Nevertheless, PJI got its tidy 33.3% of a confidential settlement at the expense of one man’s reputation. PJI got its money but lost what was left of its soul and Mr. Draxler is now Mayor of Hanford.

A more egregious lawsuit is happening right now in Corcoran.

Curtimade Dairy is being sued by the City of Corcoran for a mind numbing $65 million dollars.

While I do not personally know Tess Hall or her father, who run the family dairy, I do know for a fact, without reading the first word on the law suit, that the Curtis are not personally responsible for Corcoran’s water problems.

If I were to make a 2020 prediction, I forsee My Job Depends on Ag showing up to do a tri-tip barbeque every city council meeting until the city drops the suit.

There is a silver lining to the suit. Now we all have discovered Curtimade Dairy makes real gelato that you can normally only get in Italy or some neighborhoods in New York. Ciao Cow is sold throughout Tulare and Kings Counties and in the Marriott Visalia Hotel 24/7.

Price? $65 million a gallon. (Kidding, $8)

Corcoran’s suit mirrors Congress Member Devin Nunes’ 2019 legal tactics, which is ironic because the Curtis probably support him as a fellow farmer.

But just like the Corcoran suit, Rep. Nunes has filed a total of five punitive lawsuits against real people with children, careers, and hopes for the future, for a total of $410 million in damages.

What damages could warrant the budget of a small country?

The maximum payout for medical malpractice for amputating the wrong limb or even death is $250,000. Yet Rep. Nunes deserves $410 million for a wounded ego?

Unfortunately a political operative observed, “You’re more likely to get sued by your member of Congress if you live in Fresno or Tulare County than to see him at a town hall and talk to him about constituent issues.”

A look back

The last decade started with people still hailing cabs, renting movies at Blockbuster and Christmas shopping at Toys R Us.

Social media was still a vehicle for social change propelling forward the Arab Spring and Me too Movement.

Barack Obama was president, but as Newton’s third law states, “for every action there is an equal and opposite reaction,” (i.e.) Trump.

Americans are still feeling the effects of the Great Recession and not every local business survived the Great Drought.

Hurricane Sandy made Climate Change real and Obamacare changed the concept of access to medical care from being a privilege to a human right.

The last decade brought us, for better or worse, Twiter, Snapchat, instagram, and the “personal assistant” Siri; which then ushered in the movie “Her” where Joaquin Phoenix falls in love with his computer.

Technology has not been the savior we all assumed it would be with users addicted to their phones, brick and mortar stores closing, and newspapers are folding.

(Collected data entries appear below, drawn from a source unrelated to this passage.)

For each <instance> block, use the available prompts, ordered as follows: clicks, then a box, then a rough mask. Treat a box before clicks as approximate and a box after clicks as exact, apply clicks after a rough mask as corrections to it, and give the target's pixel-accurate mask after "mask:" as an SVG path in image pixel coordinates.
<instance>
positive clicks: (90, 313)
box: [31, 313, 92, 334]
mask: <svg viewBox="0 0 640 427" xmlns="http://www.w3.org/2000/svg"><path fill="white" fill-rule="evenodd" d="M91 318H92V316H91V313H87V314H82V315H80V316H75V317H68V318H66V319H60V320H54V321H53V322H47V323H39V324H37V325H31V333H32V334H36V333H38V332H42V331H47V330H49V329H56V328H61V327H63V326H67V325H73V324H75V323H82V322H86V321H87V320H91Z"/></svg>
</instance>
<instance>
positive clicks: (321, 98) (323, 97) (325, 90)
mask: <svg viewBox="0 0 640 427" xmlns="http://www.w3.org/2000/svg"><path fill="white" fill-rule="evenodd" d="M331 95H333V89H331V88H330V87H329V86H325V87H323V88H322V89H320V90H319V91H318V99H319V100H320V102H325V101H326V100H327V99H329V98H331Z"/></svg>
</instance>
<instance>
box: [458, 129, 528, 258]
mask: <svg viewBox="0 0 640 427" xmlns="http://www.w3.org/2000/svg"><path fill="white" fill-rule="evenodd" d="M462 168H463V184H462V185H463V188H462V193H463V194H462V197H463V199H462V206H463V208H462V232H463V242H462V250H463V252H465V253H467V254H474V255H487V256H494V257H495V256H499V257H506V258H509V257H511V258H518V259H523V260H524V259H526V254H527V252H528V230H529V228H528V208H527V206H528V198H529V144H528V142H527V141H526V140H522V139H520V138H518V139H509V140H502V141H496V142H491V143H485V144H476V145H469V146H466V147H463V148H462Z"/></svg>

Even our Democracy has been hacked.

My family mirrored the upheavals experienced by the country. My husband and I started the decade as parents of five and ended it as parents of four.

We lost our home, were sued seven times, had a house fire, went broke then regrouped.

What did I learn as the 2010’s drew to an end? That the bonds with my kids and husband were shockingly resilient. Every time we were beaten down we just kept bouncing back up getting stronger with each challenge.

I also learned that the bonds connecting me to my extended family were shockingly weak.

I blindly went about my life for the last 50 years being the diligent daughter and sister, delivering baked goodies and handmade gifts, giving rides, hosting holidays, managing the family business, caring for the sick, documenting family history, etc.

I recently realized that my naiveté was taken advantage of and the bonds I thought were forever disappeared overnight.

In several of Rep. Nunes lawsuits he implores that “a very strong message needs to be sent” to prevent people from acting in a similar way.

I agree.

Maybe this will be the decade for justice. Where upside down gets right side up, the country returns to civility, and lawyers find that sense of shame missing in the justice system.

In the spirit of Newton’s third law of physics, we are all due for an equal but opposite change for the better. Let’s all make it happen together in 2020.